Thursday, October 24, 2013

The Uncanny Valley of the Dolls



When I was just about old enough to actually watch tv and get stories and understand that there was no boogeyman and that there was a difference between fiction and reality, I think the thing that still unnerved me the most was the idea of the thing that should be inanimate--souless!--that wasn't. So it was that I found the trailer for "Magic" with Anthony Hopkins and a twisted-sounding dummy especially unnerving. How close is a dummy, after all, to dolls?  And being a girl, how many dolls did I have? All those smooth plastic faces, some with eyes that closed as their weirdly hollow but weighty bodies were laid horizontally--

There was a reason that stuffed animals could stay on my bed, but dolls had to be placed in the toy chest. I played with my dolls, but I could never love them. They were not "people" even if they looked like people. And perhaps the understanding--the recognition I had--of my rejection of these not quite human things made me wonder how they...saw me.

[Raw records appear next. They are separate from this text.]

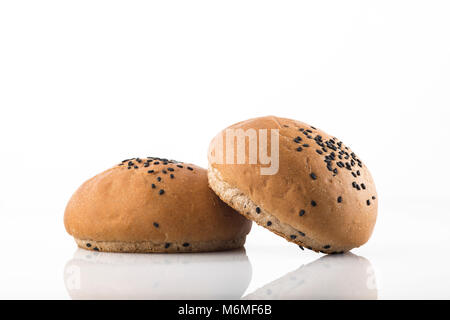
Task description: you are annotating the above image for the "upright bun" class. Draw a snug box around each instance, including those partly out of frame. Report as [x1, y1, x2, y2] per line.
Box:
[208, 116, 378, 253]
[64, 157, 251, 252]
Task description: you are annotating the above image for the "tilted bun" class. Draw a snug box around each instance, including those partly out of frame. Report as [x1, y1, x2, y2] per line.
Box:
[64, 157, 251, 252]
[208, 116, 378, 253]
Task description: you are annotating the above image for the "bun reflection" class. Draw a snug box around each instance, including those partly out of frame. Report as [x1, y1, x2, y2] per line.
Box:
[244, 253, 378, 300]
[64, 249, 252, 299]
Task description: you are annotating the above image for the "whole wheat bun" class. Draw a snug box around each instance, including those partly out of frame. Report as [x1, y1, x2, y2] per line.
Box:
[208, 116, 378, 253]
[64, 157, 251, 252]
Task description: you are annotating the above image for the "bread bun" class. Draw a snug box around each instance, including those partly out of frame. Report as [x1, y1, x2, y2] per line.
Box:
[64, 157, 251, 252]
[208, 116, 378, 253]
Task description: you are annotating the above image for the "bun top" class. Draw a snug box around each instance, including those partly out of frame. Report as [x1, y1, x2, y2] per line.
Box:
[64, 157, 251, 242]
[209, 116, 378, 249]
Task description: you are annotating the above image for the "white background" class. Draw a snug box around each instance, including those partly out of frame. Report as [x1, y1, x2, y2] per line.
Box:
[0, 0, 450, 299]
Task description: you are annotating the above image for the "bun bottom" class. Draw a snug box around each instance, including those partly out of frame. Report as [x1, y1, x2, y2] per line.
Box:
[208, 167, 351, 253]
[75, 236, 246, 253]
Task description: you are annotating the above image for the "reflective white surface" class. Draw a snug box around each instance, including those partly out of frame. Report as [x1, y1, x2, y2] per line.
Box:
[244, 253, 378, 300]
[0, 199, 450, 299]
[64, 249, 252, 299]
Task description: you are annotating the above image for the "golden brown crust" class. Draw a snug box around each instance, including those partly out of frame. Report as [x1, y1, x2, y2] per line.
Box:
[64, 158, 251, 250]
[75, 236, 246, 253]
[209, 116, 378, 252]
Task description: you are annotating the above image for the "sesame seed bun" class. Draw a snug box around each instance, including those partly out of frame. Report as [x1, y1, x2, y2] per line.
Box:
[208, 116, 378, 253]
[64, 157, 251, 252]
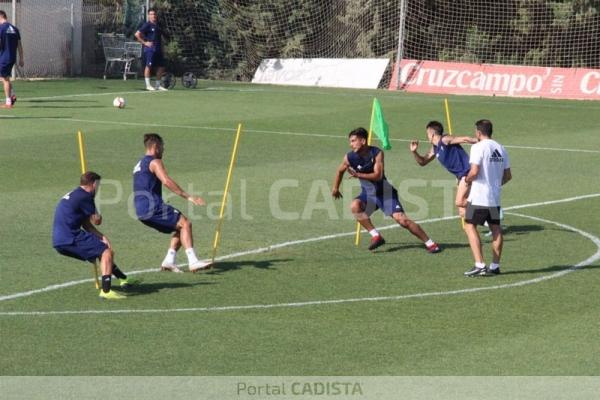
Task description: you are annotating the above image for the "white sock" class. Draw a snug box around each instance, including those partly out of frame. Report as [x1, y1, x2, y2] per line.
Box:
[185, 247, 198, 265]
[163, 249, 177, 265]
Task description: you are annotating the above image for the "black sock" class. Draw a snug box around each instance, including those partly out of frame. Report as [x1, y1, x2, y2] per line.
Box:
[113, 264, 127, 279]
[102, 275, 110, 293]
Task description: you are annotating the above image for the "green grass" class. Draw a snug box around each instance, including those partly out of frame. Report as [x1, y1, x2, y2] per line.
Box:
[0, 79, 600, 375]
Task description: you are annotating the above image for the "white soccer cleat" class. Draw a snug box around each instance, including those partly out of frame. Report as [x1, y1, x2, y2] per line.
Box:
[190, 260, 213, 273]
[160, 264, 183, 274]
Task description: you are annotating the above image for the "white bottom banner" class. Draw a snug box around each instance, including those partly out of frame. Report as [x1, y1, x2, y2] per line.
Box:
[0, 376, 600, 400]
[252, 58, 389, 89]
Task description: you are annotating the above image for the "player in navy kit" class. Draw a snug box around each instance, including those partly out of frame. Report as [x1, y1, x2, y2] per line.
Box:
[331, 128, 440, 253]
[135, 8, 167, 91]
[0, 10, 24, 108]
[133, 133, 212, 272]
[410, 121, 477, 218]
[52, 171, 136, 300]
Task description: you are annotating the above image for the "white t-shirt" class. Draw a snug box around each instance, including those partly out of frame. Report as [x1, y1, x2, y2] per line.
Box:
[468, 139, 510, 207]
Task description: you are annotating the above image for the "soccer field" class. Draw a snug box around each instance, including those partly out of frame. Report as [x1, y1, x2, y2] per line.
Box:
[0, 79, 600, 376]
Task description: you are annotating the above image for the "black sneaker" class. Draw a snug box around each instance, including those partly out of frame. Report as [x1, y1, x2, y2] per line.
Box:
[463, 267, 487, 276]
[369, 235, 385, 250]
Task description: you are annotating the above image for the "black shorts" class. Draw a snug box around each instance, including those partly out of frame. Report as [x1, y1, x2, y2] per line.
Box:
[465, 203, 500, 225]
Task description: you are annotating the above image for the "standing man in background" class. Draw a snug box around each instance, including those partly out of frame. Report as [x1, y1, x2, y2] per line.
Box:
[135, 8, 167, 91]
[465, 119, 512, 276]
[0, 10, 24, 108]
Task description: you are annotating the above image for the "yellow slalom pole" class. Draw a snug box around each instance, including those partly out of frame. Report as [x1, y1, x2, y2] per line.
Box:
[444, 99, 465, 229]
[354, 99, 375, 246]
[212, 124, 242, 263]
[77, 131, 100, 289]
[444, 99, 452, 135]
[77, 131, 87, 174]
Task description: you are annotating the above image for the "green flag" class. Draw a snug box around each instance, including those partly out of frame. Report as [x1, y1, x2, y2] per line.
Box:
[371, 98, 392, 150]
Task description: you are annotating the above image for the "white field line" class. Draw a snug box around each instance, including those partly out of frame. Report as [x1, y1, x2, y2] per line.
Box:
[0, 193, 600, 310]
[25, 90, 159, 102]
[18, 81, 597, 112]
[15, 116, 600, 154]
[0, 209, 600, 316]
[0, 88, 600, 154]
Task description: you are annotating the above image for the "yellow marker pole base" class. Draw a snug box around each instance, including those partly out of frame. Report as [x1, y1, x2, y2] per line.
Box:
[212, 124, 242, 264]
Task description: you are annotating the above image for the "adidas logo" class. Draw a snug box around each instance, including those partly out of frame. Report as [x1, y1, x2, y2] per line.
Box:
[490, 149, 504, 162]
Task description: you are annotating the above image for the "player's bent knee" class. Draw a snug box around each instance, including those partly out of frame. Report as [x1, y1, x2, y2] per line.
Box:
[177, 215, 192, 229]
[350, 200, 365, 214]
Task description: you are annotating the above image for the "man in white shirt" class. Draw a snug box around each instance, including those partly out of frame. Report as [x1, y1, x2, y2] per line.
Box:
[465, 119, 512, 276]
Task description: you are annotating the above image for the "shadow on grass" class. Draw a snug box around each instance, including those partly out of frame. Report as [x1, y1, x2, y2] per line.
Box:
[25, 99, 98, 103]
[115, 281, 214, 296]
[206, 258, 294, 275]
[27, 105, 112, 109]
[503, 225, 547, 235]
[502, 265, 600, 275]
[380, 241, 469, 253]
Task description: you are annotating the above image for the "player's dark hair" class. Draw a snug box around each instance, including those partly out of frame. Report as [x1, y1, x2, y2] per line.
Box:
[348, 128, 369, 140]
[425, 121, 444, 136]
[144, 133, 164, 149]
[475, 119, 492, 137]
[79, 171, 102, 186]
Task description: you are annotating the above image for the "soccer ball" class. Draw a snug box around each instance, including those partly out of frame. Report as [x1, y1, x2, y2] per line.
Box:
[113, 97, 125, 108]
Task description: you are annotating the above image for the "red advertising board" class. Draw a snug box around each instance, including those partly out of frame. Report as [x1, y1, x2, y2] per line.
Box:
[389, 60, 600, 100]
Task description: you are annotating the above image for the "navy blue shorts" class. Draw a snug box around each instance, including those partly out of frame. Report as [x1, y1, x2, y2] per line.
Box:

The internet is littered with images of scary dolls.  Some of them just are terribly bad fascimiles made by an inartful hand. Some are broken, reproachful, like baby zombies. And some are fashioned to be deliberately grotesque, preying upon the lurid fascinations of the unheathfully-centered mind. Their nearness to human features plays upon the sympathy we have for our fellow sentient--we inbue them with a terrifying inner life, even though they are hollow. And yet, we know there are people among us who are most alive--but are, in fact, hollow inside, as far from our understanding as what we imagine in the highly-suggestable imputed psyche of a doll.

We human beings are artificers. We capitulate our likenesses in various media, in the hopes of capturing whatever it is we think of as the human essence, from cave paintings to selfies.  One of the most unnerving of our enduring fables is the idea of the actually "made" man--the golem, the corpse-pastiche of Frankenstein, the waxwork or clockwork man. The deadly robot. The killer doll.

It's pretty kinky of us that it is the monster we create nearest to our own likeness, that has such horrors, isn't it? What does it say about us?